Aryna Sabalenka ha lanciato una granata nel mondo gentile del tennis suggerendo che i migliori giocatori potrebbero semplicemente dire "no grazie" ai tornei del Grande Slam a meno che non inizino a ricevere una fetta più grande della torta dei ricavi. Parlando all'Italian Open con l'autorità casuale di qualcuno che non ha nulla da perdere se non qualche milione di dollari, Sabalenka ha dichiarato che un boicottaggio è inevitabile. "Penso che a un certo punto lo boicotteremo, sì", ha detto, aggiungendo che è "l'unico modo per lottare per i nostri diritti".
Le sue dichiarazioni seguono una dichiarazione coordinata dei primi 20 giocatori e giocatrici che criticano i livelli dei premi in denaro al prossimo Roland Garros.

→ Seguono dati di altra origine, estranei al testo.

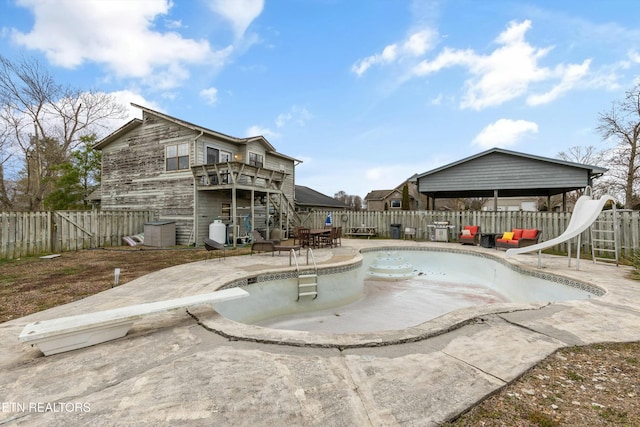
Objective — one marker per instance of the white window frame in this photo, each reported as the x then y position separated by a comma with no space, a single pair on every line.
257,156
178,152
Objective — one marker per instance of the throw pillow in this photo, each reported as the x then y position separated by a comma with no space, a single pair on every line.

Sabalenka, che chiaramente crede che i giocatori siano l'attrazione principale, ha sostenuto che senza di loro i tornei sarebbero solo campi vuoti e fragole troppo care. "Sicuramente quando vedi il numero e vedi l'importo che i giocatori ricevono... sento che lo spettacolo siamo noi", ha detto, esortando a una divisione più equa. Il gruppo di giocatori ha inviato lettere firmate e dichiarazioni pubbliche agli Australian Open, Roland Garros, Wimbledon e US Open nell'ultimo anno, chiedendo una migliore condivisione dei ricavi e contributi ai fondi di welfare come le iniziative pensionistiche ATP e WTA.
Iga Swiatek, sempre diplomatica, ha offerto una visione più misurata, chiedendo "comunicazione e discussioni adeguate" prima del Roland Garros. Ha ammesso che un boicottaggio sembra "un po' estremo" ma ha notato che i recenti drammi fuori dal campo hanno unito le migliori donne. Sabalenka, invece, è completamente d'accordo, prevedendo che i giocatori si uniranno: "Sento che oggigiorno, noi ragazze possiamo facilmente riunirci e farlo perché alcune cose le sento veramente ingiuste per i giocatori".